Par ailleurs, toute réforme comporte son lot de difficultés liées au changement lui-même. En l’occurrence, l’entrée en vigueur du nouveau droit de la SA s’insère difficilement dans le processus de licence LEFin. Certaines entités ont élaboré leur dossier de licence en 2021 ou 2022. Dans ce contexte, elles ont proposé des modifications de leurs propres statuts, sans pouvoir anticiper le nouveau droit de la SA. Il est probable que ces entités devront revoir leur copie et amender leurs statuts pour tenir compte du nouveau droit. En effet, le Registre du commerce refuse les statuts qui ne sont pas conformes au droit en vigueur au moment de la réquisition d’inscription. Certaines sociétés ont pu se retrouver dans une situation kafkaïenne où le Registre du commerce refusait des nouveaux statuts alors même que la Finma avait approuvé, en 2023, ces projets de nouveaux statuts.

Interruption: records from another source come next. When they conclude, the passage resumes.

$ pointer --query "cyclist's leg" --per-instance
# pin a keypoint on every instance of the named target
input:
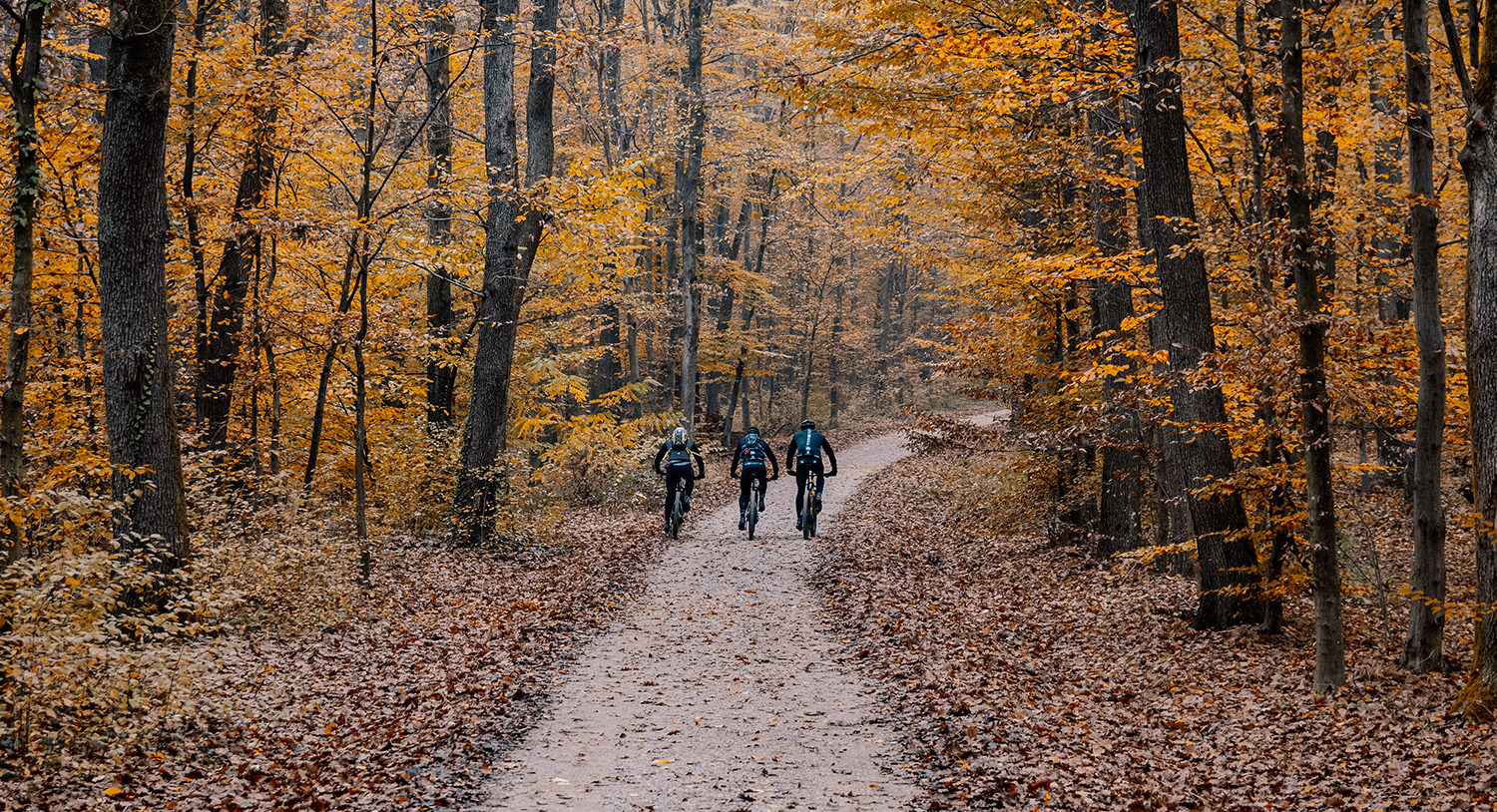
(801, 473)
(673, 480)
(745, 483)
(820, 485)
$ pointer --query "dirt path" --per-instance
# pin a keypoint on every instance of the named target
(719, 688)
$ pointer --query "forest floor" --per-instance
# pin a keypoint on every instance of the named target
(1033, 676)
(398, 704)
(721, 688)
(933, 649)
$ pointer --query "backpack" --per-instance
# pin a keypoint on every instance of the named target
(753, 450)
(679, 455)
(808, 446)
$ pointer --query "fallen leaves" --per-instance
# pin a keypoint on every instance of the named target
(400, 707)
(1032, 676)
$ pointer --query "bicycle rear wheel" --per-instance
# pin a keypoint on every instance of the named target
(676, 516)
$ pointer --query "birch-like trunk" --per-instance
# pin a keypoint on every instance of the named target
(1424, 647)
(509, 250)
(1228, 563)
(1329, 643)
(26, 80)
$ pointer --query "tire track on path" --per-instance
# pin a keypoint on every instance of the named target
(719, 688)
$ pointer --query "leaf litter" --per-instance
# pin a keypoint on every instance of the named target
(1033, 676)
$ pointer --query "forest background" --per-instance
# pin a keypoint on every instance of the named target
(356, 296)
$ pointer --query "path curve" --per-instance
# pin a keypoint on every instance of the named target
(719, 688)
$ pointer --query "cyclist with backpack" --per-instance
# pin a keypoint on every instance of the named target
(804, 459)
(751, 453)
(677, 453)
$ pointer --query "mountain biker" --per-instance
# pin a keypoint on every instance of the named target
(751, 452)
(804, 459)
(677, 455)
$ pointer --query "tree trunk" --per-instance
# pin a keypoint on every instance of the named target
(207, 9)
(1113, 299)
(691, 192)
(1479, 164)
(1329, 643)
(442, 373)
(1228, 563)
(221, 361)
(1424, 647)
(509, 250)
(26, 80)
(134, 308)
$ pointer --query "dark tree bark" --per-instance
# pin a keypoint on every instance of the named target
(442, 373)
(219, 362)
(1228, 563)
(509, 248)
(144, 449)
(691, 192)
(1424, 647)
(1329, 646)
(26, 80)
(1119, 518)
(740, 391)
(1479, 164)
(203, 17)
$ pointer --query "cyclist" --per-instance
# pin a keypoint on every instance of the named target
(679, 452)
(804, 459)
(751, 452)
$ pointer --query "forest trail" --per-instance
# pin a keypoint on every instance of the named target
(719, 689)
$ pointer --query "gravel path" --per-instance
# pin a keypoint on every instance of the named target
(719, 689)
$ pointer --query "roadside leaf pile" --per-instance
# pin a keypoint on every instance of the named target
(1033, 676)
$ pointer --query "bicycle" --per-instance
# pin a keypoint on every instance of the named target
(677, 512)
(754, 495)
(808, 509)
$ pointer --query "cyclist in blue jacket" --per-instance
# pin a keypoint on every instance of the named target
(751, 453)
(804, 459)
(677, 453)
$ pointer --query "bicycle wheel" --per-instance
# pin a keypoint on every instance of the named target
(753, 513)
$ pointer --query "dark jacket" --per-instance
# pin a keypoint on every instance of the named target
(759, 446)
(808, 444)
(691, 452)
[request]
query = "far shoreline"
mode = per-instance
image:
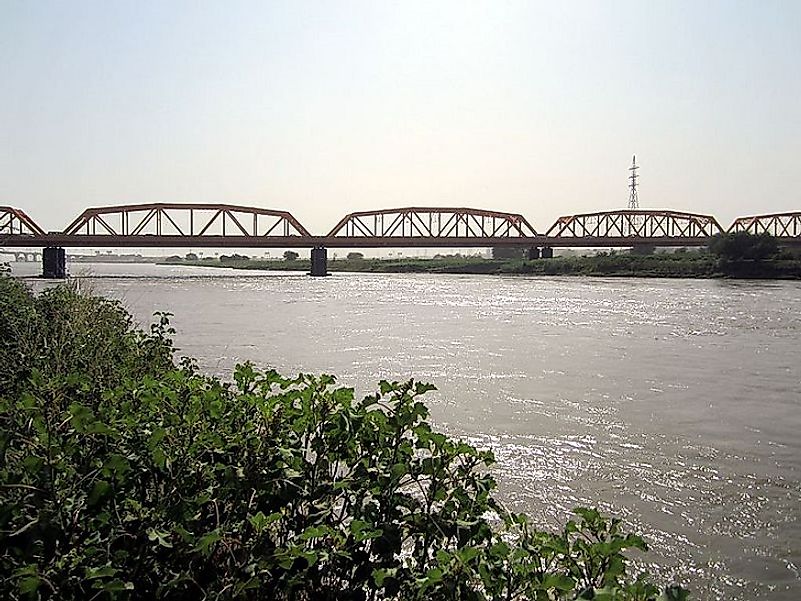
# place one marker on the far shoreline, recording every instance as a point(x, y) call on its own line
point(694, 265)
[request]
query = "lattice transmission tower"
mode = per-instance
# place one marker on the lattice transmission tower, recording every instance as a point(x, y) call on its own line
point(634, 201)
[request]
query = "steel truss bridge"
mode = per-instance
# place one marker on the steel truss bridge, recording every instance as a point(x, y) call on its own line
point(174, 225)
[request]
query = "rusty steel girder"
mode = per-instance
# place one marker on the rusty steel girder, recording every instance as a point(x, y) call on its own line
point(433, 222)
point(641, 224)
point(14, 222)
point(189, 220)
point(780, 225)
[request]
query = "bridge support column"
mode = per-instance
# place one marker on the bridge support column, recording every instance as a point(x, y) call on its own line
point(319, 260)
point(54, 263)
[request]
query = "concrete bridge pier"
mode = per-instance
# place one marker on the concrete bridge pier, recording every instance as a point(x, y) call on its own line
point(532, 253)
point(54, 263)
point(535, 253)
point(319, 261)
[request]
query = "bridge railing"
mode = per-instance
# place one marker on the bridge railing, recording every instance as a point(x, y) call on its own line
point(14, 222)
point(184, 220)
point(641, 224)
point(433, 222)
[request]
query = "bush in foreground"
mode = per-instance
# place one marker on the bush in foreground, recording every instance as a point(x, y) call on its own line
point(124, 476)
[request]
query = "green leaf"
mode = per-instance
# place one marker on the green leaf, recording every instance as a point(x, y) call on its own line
point(205, 542)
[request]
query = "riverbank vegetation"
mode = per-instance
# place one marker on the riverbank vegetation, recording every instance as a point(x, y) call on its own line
point(738, 255)
point(124, 475)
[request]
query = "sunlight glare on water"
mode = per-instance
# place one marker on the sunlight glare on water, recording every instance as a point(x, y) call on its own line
point(672, 403)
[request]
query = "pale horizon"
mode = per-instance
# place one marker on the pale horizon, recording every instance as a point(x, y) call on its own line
point(322, 109)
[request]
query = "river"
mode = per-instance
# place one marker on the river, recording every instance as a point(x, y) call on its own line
point(675, 404)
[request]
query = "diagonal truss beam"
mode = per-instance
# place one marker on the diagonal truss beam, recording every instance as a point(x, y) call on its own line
point(190, 220)
point(15, 222)
point(641, 224)
point(780, 225)
point(433, 222)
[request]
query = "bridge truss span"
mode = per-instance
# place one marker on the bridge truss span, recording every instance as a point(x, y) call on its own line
point(642, 225)
point(14, 222)
point(177, 220)
point(780, 225)
point(433, 223)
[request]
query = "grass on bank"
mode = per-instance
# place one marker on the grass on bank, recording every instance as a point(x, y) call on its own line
point(124, 475)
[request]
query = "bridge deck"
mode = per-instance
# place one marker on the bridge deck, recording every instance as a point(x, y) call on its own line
point(148, 241)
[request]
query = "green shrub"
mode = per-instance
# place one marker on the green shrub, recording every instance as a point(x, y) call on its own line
point(126, 477)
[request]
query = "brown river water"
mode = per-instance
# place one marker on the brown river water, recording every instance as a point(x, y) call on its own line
point(674, 404)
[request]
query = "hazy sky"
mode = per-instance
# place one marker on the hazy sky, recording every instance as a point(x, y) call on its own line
point(322, 108)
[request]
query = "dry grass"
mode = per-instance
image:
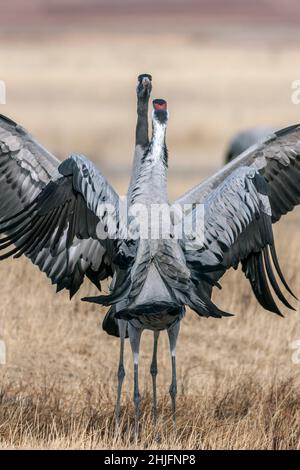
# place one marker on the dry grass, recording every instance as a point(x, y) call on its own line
point(238, 387)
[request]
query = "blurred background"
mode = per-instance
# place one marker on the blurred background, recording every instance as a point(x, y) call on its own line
point(70, 69)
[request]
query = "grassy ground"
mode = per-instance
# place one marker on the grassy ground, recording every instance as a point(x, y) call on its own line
point(238, 387)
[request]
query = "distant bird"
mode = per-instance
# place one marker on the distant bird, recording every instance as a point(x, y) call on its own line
point(245, 139)
point(69, 221)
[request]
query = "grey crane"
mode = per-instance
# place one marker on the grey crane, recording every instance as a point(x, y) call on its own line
point(245, 139)
point(66, 218)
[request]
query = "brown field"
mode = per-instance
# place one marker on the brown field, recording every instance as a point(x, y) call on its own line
point(237, 385)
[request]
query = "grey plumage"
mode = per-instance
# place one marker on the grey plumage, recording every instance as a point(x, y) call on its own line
point(58, 213)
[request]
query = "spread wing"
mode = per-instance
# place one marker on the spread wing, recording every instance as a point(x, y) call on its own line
point(277, 159)
point(64, 229)
point(238, 229)
point(25, 167)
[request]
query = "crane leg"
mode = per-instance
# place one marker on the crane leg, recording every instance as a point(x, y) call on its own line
point(135, 336)
point(153, 372)
point(173, 335)
point(121, 371)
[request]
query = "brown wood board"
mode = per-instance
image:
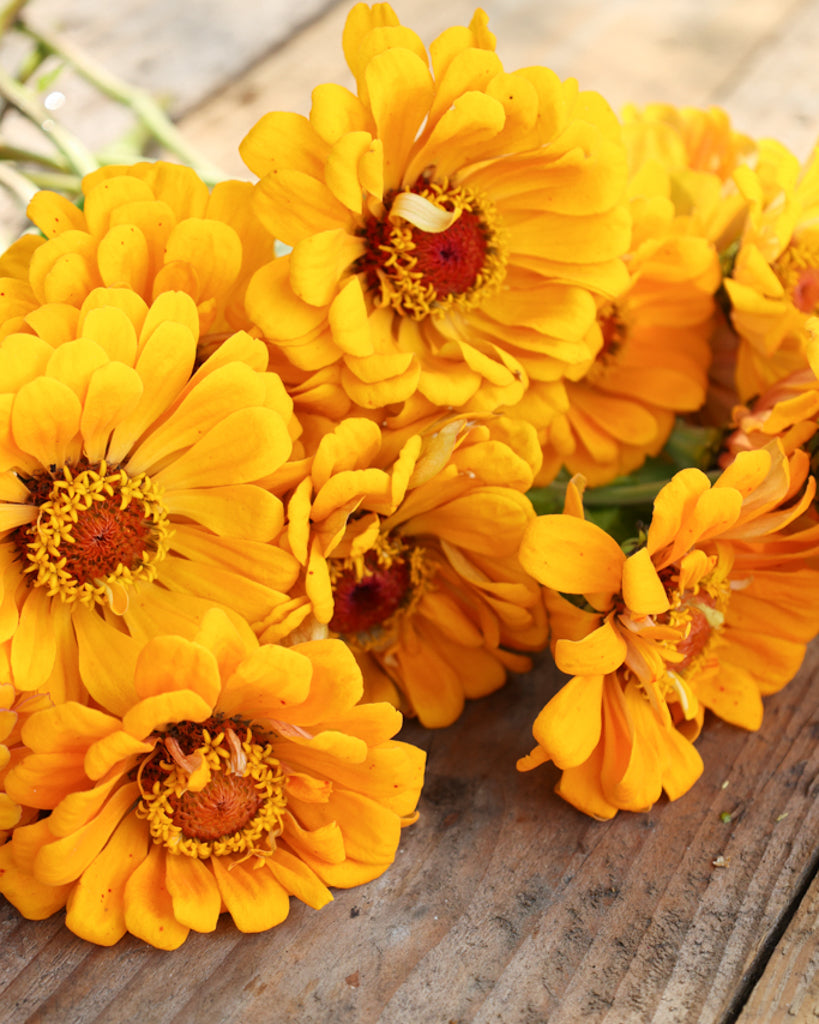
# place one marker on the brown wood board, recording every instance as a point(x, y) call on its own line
point(504, 904)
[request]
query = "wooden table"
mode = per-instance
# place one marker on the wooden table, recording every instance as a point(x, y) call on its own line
point(505, 905)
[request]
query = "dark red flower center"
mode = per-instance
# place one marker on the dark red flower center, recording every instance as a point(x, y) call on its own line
point(451, 260)
point(225, 805)
point(364, 602)
point(806, 290)
point(106, 536)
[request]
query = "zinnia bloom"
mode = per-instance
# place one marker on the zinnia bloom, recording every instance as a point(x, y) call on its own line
point(450, 227)
point(773, 285)
point(653, 354)
point(148, 227)
point(14, 710)
point(130, 495)
point(410, 555)
point(713, 607)
point(215, 775)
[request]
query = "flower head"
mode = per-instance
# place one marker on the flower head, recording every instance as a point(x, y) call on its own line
point(148, 227)
point(214, 774)
point(132, 494)
point(450, 225)
point(404, 560)
point(652, 355)
point(712, 609)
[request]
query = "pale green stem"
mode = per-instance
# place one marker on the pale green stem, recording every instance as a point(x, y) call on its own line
point(20, 156)
point(10, 13)
point(79, 157)
point(18, 184)
point(144, 108)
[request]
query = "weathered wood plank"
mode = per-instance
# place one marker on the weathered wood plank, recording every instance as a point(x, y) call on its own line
point(504, 904)
point(788, 989)
point(686, 52)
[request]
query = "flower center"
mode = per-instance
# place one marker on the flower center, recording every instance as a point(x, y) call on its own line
point(798, 269)
point(215, 794)
point(614, 329)
point(97, 530)
point(372, 591)
point(438, 247)
point(698, 614)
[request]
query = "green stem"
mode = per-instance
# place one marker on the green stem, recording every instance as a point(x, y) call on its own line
point(551, 498)
point(19, 185)
point(79, 157)
point(143, 105)
point(20, 156)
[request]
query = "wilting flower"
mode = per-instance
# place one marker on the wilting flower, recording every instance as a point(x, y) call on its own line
point(713, 608)
point(215, 774)
point(450, 228)
point(14, 710)
point(148, 227)
point(773, 285)
point(130, 494)
point(410, 553)
point(788, 411)
point(653, 354)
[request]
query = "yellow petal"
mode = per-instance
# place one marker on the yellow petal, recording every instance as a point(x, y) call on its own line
point(568, 728)
point(643, 590)
point(254, 899)
point(162, 710)
point(170, 663)
point(571, 555)
point(195, 895)
point(148, 906)
point(245, 446)
point(95, 909)
point(45, 420)
point(602, 650)
point(65, 859)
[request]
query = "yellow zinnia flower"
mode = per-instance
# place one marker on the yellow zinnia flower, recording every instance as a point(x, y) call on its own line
point(410, 555)
point(130, 495)
point(450, 227)
point(14, 710)
point(149, 227)
point(773, 285)
point(215, 774)
point(653, 354)
point(714, 608)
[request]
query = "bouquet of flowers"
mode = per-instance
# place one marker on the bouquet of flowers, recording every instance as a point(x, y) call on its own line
point(473, 367)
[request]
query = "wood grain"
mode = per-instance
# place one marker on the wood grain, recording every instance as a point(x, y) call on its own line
point(504, 904)
point(789, 986)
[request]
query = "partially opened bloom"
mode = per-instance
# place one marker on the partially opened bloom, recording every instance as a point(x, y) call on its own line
point(410, 552)
point(653, 354)
point(450, 226)
point(148, 227)
point(130, 491)
point(713, 609)
point(214, 775)
point(773, 285)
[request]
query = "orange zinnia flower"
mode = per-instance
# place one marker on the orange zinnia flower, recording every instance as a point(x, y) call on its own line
point(133, 496)
point(410, 553)
point(714, 608)
point(215, 774)
point(450, 226)
point(149, 227)
point(14, 710)
point(653, 354)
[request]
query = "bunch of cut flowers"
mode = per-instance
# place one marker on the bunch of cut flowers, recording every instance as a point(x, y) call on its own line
point(472, 367)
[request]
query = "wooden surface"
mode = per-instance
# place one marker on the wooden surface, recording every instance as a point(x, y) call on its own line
point(505, 905)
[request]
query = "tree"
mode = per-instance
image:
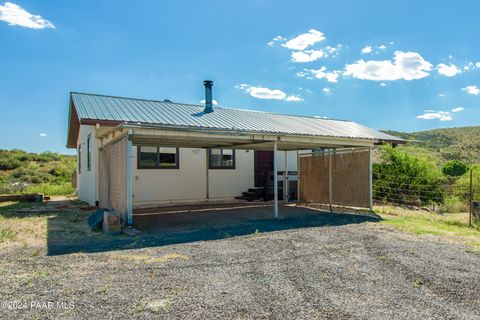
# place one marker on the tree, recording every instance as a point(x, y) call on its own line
point(454, 168)
point(403, 178)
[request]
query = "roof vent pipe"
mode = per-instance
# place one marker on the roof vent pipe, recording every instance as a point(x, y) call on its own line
point(208, 96)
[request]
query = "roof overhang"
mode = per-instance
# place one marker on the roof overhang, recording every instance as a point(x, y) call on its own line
point(193, 138)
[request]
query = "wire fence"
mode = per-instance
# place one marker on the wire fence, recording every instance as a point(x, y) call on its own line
point(434, 192)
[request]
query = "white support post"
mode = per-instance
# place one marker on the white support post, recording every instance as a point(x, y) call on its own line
point(298, 178)
point(129, 179)
point(285, 179)
point(330, 192)
point(275, 180)
point(370, 179)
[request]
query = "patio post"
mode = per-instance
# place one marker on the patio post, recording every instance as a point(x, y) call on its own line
point(129, 178)
point(370, 178)
point(275, 180)
point(285, 179)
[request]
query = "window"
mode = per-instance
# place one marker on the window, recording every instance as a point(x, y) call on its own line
point(221, 159)
point(89, 152)
point(157, 157)
point(79, 160)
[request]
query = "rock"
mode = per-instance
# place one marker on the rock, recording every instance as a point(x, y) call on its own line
point(95, 220)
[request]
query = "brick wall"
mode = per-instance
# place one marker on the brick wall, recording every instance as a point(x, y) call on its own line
point(112, 176)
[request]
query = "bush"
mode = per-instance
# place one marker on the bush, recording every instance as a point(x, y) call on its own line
point(406, 179)
point(454, 204)
point(63, 189)
point(454, 168)
point(9, 163)
point(462, 185)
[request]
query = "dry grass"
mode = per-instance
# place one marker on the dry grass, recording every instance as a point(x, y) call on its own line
point(452, 226)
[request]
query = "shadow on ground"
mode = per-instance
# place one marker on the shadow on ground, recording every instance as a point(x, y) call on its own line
point(183, 227)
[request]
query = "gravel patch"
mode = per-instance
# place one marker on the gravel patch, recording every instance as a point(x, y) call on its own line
point(335, 270)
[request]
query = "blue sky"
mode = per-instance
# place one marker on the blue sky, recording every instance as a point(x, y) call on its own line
point(404, 65)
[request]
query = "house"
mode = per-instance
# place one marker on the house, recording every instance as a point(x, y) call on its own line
point(136, 152)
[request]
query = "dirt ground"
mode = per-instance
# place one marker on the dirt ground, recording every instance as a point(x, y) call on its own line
point(307, 265)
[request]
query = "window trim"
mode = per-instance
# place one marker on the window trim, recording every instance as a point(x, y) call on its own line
point(158, 166)
point(89, 152)
point(234, 159)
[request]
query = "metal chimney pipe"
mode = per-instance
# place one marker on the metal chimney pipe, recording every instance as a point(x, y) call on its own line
point(208, 96)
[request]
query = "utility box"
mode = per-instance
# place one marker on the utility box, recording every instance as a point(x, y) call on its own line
point(476, 210)
point(111, 223)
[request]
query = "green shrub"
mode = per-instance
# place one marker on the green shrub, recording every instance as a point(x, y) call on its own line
point(454, 204)
point(454, 168)
point(403, 178)
point(63, 189)
point(9, 163)
point(462, 185)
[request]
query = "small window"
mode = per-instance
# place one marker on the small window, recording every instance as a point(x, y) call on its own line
point(79, 160)
point(89, 152)
point(222, 159)
point(157, 157)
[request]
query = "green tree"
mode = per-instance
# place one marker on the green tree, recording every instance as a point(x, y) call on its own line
point(402, 178)
point(462, 185)
point(454, 168)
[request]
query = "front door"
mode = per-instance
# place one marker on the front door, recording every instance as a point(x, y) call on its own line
point(263, 165)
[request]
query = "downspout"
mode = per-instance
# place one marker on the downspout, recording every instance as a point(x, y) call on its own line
point(275, 180)
point(129, 179)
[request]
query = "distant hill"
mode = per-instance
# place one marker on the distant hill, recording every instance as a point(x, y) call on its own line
point(47, 172)
point(442, 145)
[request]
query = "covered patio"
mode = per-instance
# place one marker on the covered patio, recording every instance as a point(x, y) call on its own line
point(117, 193)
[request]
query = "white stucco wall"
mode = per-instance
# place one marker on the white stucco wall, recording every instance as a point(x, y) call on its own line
point(87, 180)
point(189, 182)
point(227, 183)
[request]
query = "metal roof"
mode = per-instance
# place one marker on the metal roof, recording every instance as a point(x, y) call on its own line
point(167, 113)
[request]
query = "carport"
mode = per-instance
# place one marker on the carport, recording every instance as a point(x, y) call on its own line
point(333, 157)
point(337, 172)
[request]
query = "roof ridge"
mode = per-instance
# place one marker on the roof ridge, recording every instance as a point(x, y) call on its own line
point(219, 107)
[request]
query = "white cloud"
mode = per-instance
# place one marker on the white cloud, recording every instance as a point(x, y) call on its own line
point(214, 102)
point(367, 49)
point(266, 93)
point(472, 90)
point(276, 39)
point(15, 15)
point(322, 73)
point(333, 51)
point(435, 115)
point(448, 70)
point(307, 55)
point(305, 40)
point(405, 65)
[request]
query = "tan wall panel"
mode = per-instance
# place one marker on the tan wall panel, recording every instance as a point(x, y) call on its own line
point(350, 178)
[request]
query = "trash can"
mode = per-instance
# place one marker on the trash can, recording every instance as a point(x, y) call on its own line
point(111, 223)
point(476, 210)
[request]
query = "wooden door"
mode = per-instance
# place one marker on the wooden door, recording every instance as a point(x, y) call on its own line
point(263, 164)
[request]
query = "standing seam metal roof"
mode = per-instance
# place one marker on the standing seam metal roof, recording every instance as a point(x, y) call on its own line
point(151, 112)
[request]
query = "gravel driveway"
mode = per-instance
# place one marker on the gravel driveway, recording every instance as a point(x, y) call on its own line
point(343, 271)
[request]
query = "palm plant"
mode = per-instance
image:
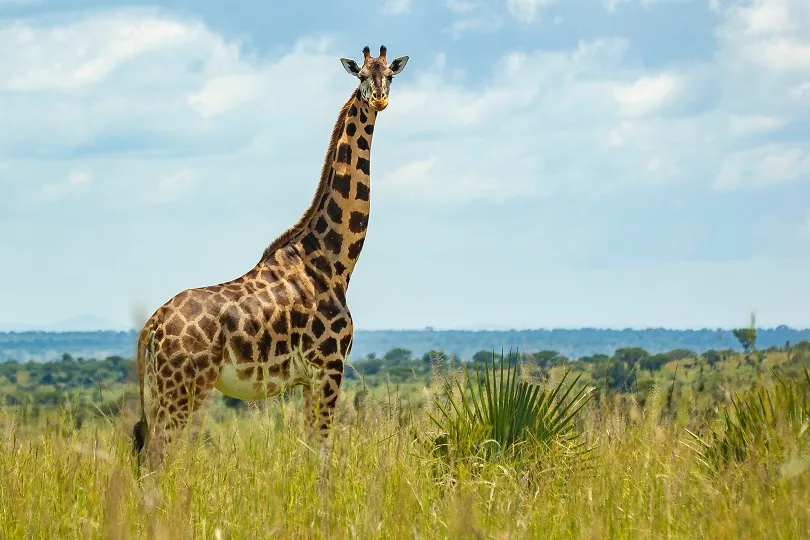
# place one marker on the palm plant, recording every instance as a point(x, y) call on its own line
point(494, 413)
point(755, 423)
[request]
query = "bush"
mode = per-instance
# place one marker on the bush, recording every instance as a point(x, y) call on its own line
point(497, 414)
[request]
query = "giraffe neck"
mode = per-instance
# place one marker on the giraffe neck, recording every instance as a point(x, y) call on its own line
point(331, 232)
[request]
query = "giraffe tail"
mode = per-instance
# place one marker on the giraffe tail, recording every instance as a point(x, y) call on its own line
point(146, 353)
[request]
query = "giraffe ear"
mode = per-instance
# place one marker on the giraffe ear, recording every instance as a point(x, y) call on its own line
point(350, 66)
point(398, 65)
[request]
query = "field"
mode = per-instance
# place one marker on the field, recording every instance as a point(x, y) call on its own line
point(247, 472)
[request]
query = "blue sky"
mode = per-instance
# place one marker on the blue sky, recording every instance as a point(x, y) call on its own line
point(542, 163)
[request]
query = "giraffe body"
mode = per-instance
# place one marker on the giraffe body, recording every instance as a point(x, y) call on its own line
point(286, 321)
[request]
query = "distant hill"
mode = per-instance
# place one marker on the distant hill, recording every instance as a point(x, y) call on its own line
point(80, 323)
point(46, 346)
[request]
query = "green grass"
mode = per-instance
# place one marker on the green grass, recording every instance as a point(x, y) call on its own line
point(250, 475)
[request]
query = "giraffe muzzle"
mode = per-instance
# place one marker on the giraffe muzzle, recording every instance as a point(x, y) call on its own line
point(379, 104)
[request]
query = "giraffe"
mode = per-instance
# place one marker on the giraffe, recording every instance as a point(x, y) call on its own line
point(285, 322)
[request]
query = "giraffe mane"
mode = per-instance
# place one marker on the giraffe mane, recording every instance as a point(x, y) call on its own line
point(292, 233)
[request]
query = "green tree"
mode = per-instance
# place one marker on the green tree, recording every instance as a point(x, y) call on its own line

Par exemple, les deux éléments suivants inscrits dans les statuts ont été considérés comme bloquants par le Registre du commerce:

  • Mention que les actionnaires représentant 10% du capital social peuvent demander l’inscription d’un objet à l’ordre du jour de l’assemblée générale, alors que le nouveau droit prévoit que ce droit revient aux actionnaires représentant 5% du capital social.
  • Liste prétendument exhaustive des compétences intransmissibles du Conseil d’administration fondée sur l’ancien droit, qui ne tient donc pas compte des nouvelles compétences intransmissibles du Conseil d’administration.

En conclusion, l’adoption de nouveaux statuts présente depuis le 1er janvier 2023 des enjeux particuliers; les conseils d’un professionnel peuvent s’avérer utiles dans ce contexte.